In the TT transition policy seven objectives were established based on TT’s situational analysis. These objectives include supporting new low-carbon industries, business models and entrepreneurs; encouraging investment in low-carbon technologies and pathways that will benefit the nation as well as strengthen financial frameworks for clean-energy projects; developing and enhancing existing support measures for workers affected by transition policies, including upskilling and reskilling employees to make them competitive when applying for low-carbon job opportunities; ensuring gender equality is upheld and low-income families and less favoured groups of society are included by designing sectoral actions and financial-incentive mechanisms as well as developing measures to support vulnerable and marginalised groups.

The policy was largely driven by the Paris Agreement to which TT is a party, for the collective responsibility for reducing increasing global temperatures caused by carbon emissions.

The Paris Agreement identified the need to get to net zero. "If you want to manage climate change in the long term we have to get to net zero,” Kumarsingh said. “To get to net zero economies have to be reconfigured and industries will have to be restructured.
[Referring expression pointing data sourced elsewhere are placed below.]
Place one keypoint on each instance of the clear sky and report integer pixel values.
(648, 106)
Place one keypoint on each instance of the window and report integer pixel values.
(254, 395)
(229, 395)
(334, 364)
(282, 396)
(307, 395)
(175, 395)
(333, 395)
Technologies will have to be re-engineered. It is a scientific fact. All countries are obligated to do that. But what the Paris Agreement says is if you do that, you must do it in a way that takes into consideration a just transition. When you do that transition and you analyse the trajectory you can get a sense of what the consequences would be. Transition must be such that any of those consequences be managed in a way that no one is disenfranchised. No one is left behind.”

Mutual commitment – the best strategy for transition

Both Kumarsingh and Corradi agreed that ultimately the best way to ensure that any policy is adhered to, is to ensure the mutual commitment of every stakeholder and party involved.

They both said that if a policy is fair and just for all parties involved, it would not require too much enforcement.

“If a policy is well designed then it should have ownership by all,” Kumarsingh said. “And if you have ownership by all then implementation shouldn’t be difficult.”

Rueanna Haynes, from left, director of Climate Analytics Caribbean, Kishan Kumarsingh, head of the Multilateral Agreements Unit of the Ministry of Planning and Development and Pennelope Beckles, Minister of Planning and Development at a workshop on COP27 in 2022. -

Kumarsingh said that while the idea that each party would be equally willing to adhere to policies would be utopia, it is necessary for people to begin thinking that way.

With COP for example, Kumarsingh pointed out that there is no regulatory body that would police countries signed on to the agreement.

“All countries have signed on, but there is no police that could lock up a state,” he said, “and to be subjected to any penalty you have to agree to be subjective.”

While this strategy could make implementation long-winded, for global initiatives such as those established by COP and the Paris Agreement it would be necessary to ensure that a balance is set between achieving the global objectives of reducing carbon emissions, and addressing the individual agendas of each of the COP’s signatories.

“But policies have different levels of intent, objectives and aims,” he said. “It varies from very critical expectations to softer frameworks. It depends on where you sit. Implementation could still be a problem, but if it is diffused between every agency involved, then it should not be that there would be too much of a need for a big stick. The point is that with the current climate, we have no choice to be serious; to be otherwise would be to our peril.”